Monday, March 4, 2013

The Inside Story of How the White House Let Diplomacy Fail in Afghanistan - By Vali Nasr

It was close to midnight on Jan. 20, 2009, and I was about to go to sleep when my iPhone beeped. There was a new text message. It was from Richard Holbrooke. It said, "Are you up, can you talk?" When I called, he told me that Barack Obama had asked him to serve as envoy for Afghanistan and Pakistan. He would work out of the State Department, and he wanted me to join his team. "No one knows this yet. Don't tell anyone. Well, maybe your wife." (The Washington Post reported his appointment the next day.)

I first met Holbrooke, the legendary diplomat best known for making peace in the Balkans and breaking plenty of china along the way, at a 2006 conference in Aspen, Colorado. We sat together at one of the dinners and talked about Iran and Pakistan. Holbrooke ignored the keynote speech, the entertainment that followed, and the food that flowed in between to bombard me with questions. We had many more conversations over the next three years, and after I joined him on Hillary Clinton's presidential campaign in 2007, we spoke frequently by phone.

Now, making his sales pitch, Holbrooke told me that government is the sum of its people. "If you want to change things, you have to get involved. If you want your voice to be heard, then get inside." He knew I preferred to work on the Middle East and in particular Iran. But he had different ideas. "This [Afghanistan and Pakistan] matters more. This is what the president is focused on. This is where you want to be."

He was persuasive, and I knew that we were at a fork in the road. Regardless of what promises candidate Obama made on his way to the White House, Afghanistan now held the future -- his and America's -- in the balance. And it would be a huge challenge. When Obama took office, the war in Afghanistan was already in its eighth year. By then, the fighting had morphed into a full-blown insurgency, and the Taliban juggernaut looked unstoppable. They had adopted a flexible, decentralized military structure and even a national political organization, with shadow governors and district leaders for nearly every Afghan province. America was losing, and the enemy knew it. It was a disaster in the making.

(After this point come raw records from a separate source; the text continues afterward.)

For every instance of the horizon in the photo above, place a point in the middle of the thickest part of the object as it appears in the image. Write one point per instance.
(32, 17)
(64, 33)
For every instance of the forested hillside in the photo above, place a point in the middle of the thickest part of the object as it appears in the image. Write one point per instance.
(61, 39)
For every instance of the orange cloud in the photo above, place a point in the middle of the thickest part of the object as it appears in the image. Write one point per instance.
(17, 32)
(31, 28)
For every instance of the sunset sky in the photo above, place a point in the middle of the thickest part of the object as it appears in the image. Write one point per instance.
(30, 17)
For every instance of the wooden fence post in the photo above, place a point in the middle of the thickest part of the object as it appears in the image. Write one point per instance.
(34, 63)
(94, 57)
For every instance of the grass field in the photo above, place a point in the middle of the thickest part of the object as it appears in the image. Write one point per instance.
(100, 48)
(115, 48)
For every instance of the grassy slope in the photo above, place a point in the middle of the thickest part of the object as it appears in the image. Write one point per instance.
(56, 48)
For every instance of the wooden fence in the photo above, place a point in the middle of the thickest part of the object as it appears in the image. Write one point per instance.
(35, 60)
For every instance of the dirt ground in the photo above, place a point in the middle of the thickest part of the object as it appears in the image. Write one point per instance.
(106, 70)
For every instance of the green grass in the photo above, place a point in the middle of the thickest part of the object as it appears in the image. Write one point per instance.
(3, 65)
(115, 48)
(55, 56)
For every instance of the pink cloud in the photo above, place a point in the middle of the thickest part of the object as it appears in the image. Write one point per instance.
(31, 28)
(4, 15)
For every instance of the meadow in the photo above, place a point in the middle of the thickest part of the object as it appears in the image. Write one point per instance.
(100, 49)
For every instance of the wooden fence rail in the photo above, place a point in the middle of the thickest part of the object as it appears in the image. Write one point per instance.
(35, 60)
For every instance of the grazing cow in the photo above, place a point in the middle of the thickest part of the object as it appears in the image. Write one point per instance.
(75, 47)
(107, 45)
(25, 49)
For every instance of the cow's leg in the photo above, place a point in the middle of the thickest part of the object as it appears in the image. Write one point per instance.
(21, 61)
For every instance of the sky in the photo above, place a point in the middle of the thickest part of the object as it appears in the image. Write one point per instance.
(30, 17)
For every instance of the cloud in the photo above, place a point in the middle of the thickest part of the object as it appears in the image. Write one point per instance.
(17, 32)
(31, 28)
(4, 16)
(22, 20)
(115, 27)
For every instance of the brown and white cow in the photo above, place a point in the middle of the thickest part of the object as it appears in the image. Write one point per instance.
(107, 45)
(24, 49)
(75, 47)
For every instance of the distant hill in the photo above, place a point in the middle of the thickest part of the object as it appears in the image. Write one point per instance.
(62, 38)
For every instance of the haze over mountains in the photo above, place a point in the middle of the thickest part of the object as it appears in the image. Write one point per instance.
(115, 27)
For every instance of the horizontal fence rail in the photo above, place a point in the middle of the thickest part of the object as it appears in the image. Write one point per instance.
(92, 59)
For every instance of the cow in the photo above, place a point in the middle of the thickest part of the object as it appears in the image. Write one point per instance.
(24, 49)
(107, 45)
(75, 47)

But Holbrooke, who would have been secretary of state had Clinton won the presidency but had been vetoed by Obama to be her deputy when she accepted the State Department job instead, now insisted to me that he relished the chance to take on what he dubbed the "AfPak" portfolio. "Nothing is confirmed, but it is pretty much a done deal," he told me. "If you get any other offers, let me know right away." Then he laughed and said, "If you work for anyone else, I will break your knees. This is going to be fun. We are going to do some good. Now get some sleep."

Two months later, I was at my desk at SRAP, as the office of the special representative for Afghanistan and Pakistan quickly became known. Those first few months were a period of creativity and hope. Holbrooke had carved out a little autonomous principality on the State Department's first floor, filling it with young diplomats, civil servants, and outside experts like me, straight to the job from a tenured post at Tufts University. Scholars, journalists, foreign dignitaries, members of Congress, and administration officials walked in daily to get their fill of how AfPak strategy was shaping up. Even Hollywood got in on SRAP. Angelina Jolie lent a hand to help refugees in Pakistan, and the usually low-key State Department cafeteria was abuzz when Holbrooke sat down for coffee with Natalie Portman to talk Afghanistan.

People started early and worked late into the night, and there was a constant flow of new ideas, like how to cut corruption and absenteeism among the Afghan police by using mobile banking and cell phones to pay salaries; how to use text messaging to raise money for refugees; or how to stop the Taliban from shutting down mobile-phone networks by putting cell towers on military bases. SRAP had more of the feel of an Internet start-up than a buttoned-up State Department office.